Golden fleece (Thymophylla pentachaeta, formerly Dyssodia pentachaeta) is known by many names including: Dahlberg daisy, dogweed, golden dyssodia, fiveneedle pricklyleaf, and golden dogbane. The plant is a member of the Asteraceae or Compositae (sunflower) family. Four varieties are recognized in Arizona.
Generally, individual plants can produce a dome of yellow, daisy-like flowers (about one-half inch in diameter) and grayish-green, lacy leaves which produce a fetid odor when crushed. The flowers are on individual stems above the doming foliage. The dome can be up to about 7 inches tall and 10 inches wide. Some sources say these plants are perennial and can spread profusely from seeds. Other sources say individual plants are short-lived, but are quickly replaced by new seedlings. When the flowers are done, you may see tiny seeds floating away on their parachutes, but most seeds are dropped to the ground.
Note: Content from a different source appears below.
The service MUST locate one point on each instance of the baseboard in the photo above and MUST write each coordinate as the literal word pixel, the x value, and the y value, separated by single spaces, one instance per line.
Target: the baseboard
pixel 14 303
I have many of these plants in my front yard. I did not plant any of them – they just happened. Those that bloom among a flower bed get watered, but others in the yard survive without watering. Some do appear to be perennial.
Golden fleece is native to the southwestern U.S. and Mexico between elevations of 2,500 to 4,500 feet.
Golden fleece blooms from March through October, and in mild temperature areas, the flowers may last through the winter. This plant will tolerate full desert sun.
The flowers attract bees and butterflies, and some butterfly caterpillars eat the leaves. Golden fleece can be good garden ground cover that needs to be watered infrequently. Rabbits tend to leave it alone.